New US Sanctions Against Iran
September 2006
On Saturday, September 30, 2006, President Bush signed into law the Iranian Freedom Support Act. In addition to codifying existing sanctions against Iran, this act added significant new ones, targeting Iran’s efforts at nuclear proliferation, as well as the companies that assist them.
The act requires the President to impose these sanctions on any company or individual who knowingly provides goods, services or technologies to Iran which would aid them in acquiring, or developing, nuclear, chemical or biological weapons.

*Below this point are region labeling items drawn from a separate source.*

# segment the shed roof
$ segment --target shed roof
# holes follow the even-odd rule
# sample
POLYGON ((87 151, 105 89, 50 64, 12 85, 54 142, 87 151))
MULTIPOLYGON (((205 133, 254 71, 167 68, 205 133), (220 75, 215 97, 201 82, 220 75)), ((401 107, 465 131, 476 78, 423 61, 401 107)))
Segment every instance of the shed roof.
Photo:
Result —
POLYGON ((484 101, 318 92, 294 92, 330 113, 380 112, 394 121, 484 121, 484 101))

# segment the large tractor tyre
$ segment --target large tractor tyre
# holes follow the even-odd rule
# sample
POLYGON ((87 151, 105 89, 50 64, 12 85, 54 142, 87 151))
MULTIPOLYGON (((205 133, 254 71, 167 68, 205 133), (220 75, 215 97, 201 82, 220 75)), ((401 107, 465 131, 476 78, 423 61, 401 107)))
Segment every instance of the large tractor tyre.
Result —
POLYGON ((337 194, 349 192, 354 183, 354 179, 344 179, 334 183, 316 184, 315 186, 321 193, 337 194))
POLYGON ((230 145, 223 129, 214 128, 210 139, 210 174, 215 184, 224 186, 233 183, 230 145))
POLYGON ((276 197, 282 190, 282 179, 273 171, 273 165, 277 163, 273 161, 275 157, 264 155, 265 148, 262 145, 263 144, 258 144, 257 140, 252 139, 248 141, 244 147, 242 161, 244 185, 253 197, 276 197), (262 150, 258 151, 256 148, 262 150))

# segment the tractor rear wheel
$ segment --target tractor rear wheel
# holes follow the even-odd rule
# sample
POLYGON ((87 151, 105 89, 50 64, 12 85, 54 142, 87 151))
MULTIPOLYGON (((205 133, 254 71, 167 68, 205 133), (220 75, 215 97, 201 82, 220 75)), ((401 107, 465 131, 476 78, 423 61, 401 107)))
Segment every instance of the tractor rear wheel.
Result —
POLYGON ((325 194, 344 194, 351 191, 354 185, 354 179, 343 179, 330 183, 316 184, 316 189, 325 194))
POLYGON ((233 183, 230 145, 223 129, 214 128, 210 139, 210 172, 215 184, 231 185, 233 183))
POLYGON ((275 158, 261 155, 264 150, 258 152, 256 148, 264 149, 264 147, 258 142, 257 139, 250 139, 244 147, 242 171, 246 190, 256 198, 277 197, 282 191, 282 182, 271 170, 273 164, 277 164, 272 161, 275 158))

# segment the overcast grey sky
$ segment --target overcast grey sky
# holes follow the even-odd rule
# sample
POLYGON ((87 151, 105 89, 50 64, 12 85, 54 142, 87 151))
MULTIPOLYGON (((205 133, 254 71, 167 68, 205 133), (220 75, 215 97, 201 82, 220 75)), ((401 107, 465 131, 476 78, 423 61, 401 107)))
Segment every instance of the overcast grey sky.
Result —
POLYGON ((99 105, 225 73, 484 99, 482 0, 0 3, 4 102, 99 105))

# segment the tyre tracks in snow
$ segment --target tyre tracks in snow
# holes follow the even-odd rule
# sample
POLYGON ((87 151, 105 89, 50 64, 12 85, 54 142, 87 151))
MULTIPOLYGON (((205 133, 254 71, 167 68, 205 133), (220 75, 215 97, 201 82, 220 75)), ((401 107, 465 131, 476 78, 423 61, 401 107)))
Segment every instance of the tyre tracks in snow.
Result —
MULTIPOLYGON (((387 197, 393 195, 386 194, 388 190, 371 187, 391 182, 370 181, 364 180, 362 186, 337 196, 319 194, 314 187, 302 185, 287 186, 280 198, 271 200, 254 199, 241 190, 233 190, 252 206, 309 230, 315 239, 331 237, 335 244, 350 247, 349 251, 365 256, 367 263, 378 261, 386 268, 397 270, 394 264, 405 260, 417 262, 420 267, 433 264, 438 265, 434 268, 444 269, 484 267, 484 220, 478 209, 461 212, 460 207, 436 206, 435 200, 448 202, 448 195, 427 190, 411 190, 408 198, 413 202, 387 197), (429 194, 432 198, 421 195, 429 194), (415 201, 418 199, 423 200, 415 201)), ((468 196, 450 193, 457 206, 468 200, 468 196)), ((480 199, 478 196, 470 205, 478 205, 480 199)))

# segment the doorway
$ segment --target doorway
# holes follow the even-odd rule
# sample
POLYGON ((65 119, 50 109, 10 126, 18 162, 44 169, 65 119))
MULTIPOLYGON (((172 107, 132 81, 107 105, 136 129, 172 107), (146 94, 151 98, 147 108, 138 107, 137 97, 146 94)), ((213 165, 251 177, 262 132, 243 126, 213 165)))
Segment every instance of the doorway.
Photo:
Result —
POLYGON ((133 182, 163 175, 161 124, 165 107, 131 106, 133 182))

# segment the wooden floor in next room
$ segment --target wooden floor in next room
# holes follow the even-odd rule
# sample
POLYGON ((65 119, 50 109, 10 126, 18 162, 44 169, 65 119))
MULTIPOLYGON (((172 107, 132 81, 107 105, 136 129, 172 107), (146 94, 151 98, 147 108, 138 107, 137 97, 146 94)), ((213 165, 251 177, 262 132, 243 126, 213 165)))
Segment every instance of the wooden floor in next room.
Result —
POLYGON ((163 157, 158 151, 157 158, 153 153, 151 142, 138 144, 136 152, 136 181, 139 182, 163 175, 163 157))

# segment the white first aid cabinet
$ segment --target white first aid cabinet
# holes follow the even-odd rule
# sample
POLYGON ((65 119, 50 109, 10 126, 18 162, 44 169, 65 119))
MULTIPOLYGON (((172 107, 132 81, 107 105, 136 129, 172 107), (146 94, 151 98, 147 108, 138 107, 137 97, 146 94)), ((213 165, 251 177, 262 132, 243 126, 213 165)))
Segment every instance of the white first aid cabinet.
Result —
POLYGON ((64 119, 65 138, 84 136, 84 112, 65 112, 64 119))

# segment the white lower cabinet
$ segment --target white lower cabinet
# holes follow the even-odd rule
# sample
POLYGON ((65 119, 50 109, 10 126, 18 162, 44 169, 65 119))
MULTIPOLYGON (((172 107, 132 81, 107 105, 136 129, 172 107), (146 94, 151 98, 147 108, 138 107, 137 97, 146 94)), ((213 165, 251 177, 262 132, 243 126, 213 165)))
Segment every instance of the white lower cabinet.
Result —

It is mandatory that the President impose sanctions on violating companies, but he does have the flexibility to choose among six separate sanctions. They are:
- Withholding Ex-Im Bank financing and credit
- Denial of export licenses
- Prohibiting loans in excess of 10 million dollars to the sanctioned party
- Prohibiting the sanctioned person form acting as a repository of government funds or from serving as a primary dealer of US debt instruments
- Prohibiting the US government from procuring goods and services from the sanctioned person
- Imposing any other sanctions under the International Emergency Economic Powers Act
Offending companies must be published in the Federal Register. No company has been listed yet, but it is likely that Russian and Chinese companies who have assisted Iran with nuclear facilities and missile technology will be among the first.